Orientation is Life-Saving

Your cells already know about directions.

They know which way is up, down, left and right. Cellular orientation originates in the cell’s interior. It’s a deep, ingrained sense of direction, it arises internally and it’s part of the cell’s identity. A healthy cell always knows its orientation.

It’s not just for its own sake that each cell knows its orientation, but it’s for the sake of its community. The community goes through things that are far greater than any individual. The community suffers through trauma that is not contained in just one cell. When this happens, the orientation of each individual cell becomes an absolutely critical part of the healing process. 

The kind of damage that affects the entire community is the kind of damage that comes from sharp objects. It comes from objects that are orders of magnitude larger than a cell, and these giant objects leave holes. 

No individual cell can fill that space on its own. Filling in a wound is a task that can only be accomplished by the community. 

Your cells have elaborate systems of communication that allow for this community task to be accomplished. Chemical signals are received on the surfaces of nearby cells, triggering a burst in proliferation. The neighbors replicate more actively than normal, making replacement cells to fill in the empty space.

But that’s not enough.
The newly made cells need to find their way to their proper location: the empty space that was left behind by the trauma. 
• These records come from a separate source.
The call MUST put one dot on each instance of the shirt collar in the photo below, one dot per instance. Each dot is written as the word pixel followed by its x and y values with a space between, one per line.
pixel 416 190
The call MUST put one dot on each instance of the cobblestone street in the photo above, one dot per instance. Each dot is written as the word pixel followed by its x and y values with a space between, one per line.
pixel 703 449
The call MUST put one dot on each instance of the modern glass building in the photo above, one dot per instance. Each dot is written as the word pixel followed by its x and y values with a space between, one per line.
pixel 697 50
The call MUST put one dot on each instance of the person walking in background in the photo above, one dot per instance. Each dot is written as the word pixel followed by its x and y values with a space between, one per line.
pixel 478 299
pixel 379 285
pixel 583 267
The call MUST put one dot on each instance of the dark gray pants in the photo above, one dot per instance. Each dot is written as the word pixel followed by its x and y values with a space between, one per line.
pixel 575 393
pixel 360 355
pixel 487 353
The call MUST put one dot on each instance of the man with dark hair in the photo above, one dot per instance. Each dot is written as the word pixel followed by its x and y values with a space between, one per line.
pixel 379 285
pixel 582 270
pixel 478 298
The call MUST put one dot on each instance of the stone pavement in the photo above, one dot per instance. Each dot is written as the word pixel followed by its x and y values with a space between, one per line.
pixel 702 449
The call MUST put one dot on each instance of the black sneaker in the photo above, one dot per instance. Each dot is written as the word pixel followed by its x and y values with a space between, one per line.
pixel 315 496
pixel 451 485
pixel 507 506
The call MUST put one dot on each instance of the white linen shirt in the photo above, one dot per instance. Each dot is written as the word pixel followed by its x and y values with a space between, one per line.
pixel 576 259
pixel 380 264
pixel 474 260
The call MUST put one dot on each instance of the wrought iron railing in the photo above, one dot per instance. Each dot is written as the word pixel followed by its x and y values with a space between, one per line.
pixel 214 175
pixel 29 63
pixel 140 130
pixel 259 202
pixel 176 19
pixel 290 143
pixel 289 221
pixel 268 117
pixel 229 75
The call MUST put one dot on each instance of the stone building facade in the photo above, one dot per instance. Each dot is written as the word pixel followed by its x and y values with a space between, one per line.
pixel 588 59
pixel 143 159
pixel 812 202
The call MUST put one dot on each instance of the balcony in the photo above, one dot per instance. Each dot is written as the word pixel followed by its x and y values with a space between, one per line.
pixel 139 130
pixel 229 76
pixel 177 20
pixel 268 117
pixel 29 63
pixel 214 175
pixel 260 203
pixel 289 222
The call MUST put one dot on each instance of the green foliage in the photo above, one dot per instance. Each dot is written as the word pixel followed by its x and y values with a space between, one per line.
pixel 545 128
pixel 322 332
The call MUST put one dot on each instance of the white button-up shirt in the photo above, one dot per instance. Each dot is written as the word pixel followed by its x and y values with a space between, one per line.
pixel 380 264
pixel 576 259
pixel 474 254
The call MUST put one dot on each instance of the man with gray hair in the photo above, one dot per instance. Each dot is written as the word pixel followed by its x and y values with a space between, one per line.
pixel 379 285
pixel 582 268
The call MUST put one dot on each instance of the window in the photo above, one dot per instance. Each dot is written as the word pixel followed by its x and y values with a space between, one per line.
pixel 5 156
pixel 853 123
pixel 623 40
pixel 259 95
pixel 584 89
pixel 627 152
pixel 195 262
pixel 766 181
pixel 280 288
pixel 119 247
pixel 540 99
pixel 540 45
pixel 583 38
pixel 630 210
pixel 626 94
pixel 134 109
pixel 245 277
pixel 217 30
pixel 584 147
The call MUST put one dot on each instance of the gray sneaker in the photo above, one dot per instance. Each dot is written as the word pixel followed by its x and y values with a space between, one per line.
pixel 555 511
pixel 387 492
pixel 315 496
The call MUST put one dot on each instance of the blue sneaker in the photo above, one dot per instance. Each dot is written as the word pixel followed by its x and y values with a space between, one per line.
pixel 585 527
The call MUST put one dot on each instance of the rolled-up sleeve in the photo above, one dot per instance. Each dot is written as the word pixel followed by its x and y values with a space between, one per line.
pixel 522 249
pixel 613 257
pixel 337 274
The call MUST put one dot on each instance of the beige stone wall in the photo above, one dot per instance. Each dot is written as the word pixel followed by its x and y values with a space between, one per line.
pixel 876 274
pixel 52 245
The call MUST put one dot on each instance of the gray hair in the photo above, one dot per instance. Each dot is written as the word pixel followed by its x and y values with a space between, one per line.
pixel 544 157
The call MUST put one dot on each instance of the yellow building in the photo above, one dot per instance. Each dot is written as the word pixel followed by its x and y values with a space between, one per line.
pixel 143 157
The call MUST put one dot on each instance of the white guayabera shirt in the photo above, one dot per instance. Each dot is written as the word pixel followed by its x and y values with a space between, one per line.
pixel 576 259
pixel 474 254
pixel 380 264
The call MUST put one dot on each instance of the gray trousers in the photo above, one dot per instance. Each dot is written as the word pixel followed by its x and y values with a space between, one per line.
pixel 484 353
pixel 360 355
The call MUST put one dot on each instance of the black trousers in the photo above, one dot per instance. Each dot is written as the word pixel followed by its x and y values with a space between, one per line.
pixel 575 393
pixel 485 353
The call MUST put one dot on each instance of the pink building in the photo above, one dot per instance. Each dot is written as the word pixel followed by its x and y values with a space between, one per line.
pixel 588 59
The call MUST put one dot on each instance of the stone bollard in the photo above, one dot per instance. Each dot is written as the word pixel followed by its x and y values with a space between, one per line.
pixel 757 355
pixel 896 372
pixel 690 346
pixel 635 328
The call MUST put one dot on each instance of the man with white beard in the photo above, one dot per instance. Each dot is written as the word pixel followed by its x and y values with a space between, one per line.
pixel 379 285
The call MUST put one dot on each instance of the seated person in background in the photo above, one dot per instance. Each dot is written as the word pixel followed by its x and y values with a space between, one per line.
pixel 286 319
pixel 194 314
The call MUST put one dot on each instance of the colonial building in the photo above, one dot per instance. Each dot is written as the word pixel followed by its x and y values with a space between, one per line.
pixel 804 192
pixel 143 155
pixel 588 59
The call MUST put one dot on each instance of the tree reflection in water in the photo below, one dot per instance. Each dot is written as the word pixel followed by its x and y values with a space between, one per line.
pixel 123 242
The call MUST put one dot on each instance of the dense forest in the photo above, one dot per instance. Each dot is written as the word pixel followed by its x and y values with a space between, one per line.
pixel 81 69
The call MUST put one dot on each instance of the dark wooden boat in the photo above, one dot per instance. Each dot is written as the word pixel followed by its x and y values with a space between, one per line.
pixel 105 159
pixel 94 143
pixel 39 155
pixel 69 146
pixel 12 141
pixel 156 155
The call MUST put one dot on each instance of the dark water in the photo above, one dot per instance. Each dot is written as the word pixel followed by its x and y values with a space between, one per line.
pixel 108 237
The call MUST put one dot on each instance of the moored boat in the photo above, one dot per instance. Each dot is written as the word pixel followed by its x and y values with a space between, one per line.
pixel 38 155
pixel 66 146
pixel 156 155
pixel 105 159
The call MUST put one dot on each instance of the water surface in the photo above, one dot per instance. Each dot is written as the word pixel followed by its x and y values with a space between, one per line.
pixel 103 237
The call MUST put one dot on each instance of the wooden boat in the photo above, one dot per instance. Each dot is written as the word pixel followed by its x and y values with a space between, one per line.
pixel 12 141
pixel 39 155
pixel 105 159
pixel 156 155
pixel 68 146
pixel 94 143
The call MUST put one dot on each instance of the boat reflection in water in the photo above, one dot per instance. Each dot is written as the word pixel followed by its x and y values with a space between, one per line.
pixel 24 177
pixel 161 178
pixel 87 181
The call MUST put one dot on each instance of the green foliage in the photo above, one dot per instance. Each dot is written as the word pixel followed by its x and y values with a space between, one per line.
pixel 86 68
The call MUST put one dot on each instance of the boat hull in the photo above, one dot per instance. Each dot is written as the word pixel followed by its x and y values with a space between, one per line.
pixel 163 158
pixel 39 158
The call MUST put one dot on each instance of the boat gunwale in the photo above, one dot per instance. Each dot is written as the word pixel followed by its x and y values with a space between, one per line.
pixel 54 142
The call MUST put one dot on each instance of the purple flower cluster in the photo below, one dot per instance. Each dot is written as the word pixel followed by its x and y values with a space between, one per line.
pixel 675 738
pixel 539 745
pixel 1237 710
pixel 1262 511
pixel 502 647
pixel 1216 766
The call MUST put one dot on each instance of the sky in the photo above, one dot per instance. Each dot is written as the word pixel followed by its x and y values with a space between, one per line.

In order to heal wounds, your cells need to be able to move, and this won’t happen unless each cell knows its orientation. This orientation isn’t imposed by the environment, but it arises naturally, spontaneously and beautifully from the interior of the cell. 

It’s not that un-oriented cells don’t move, but instead un-oriented cells move in EVERY direction. In an unhealthy pattern called spreading, cells that have lost their orientation are incapable of repairing wounds. Rather than moving deliberately in one direction – the direction determined by their internal orientation – they try to move in all directions. As a result, they can’t move to the place their community needs them to be because they’re overactive and aimless, trying to move everywhere all at once. 

It’s only an internal sense of direction, a deep orientation that emerges from each individual’s identity, that allows the community to persist through trauma.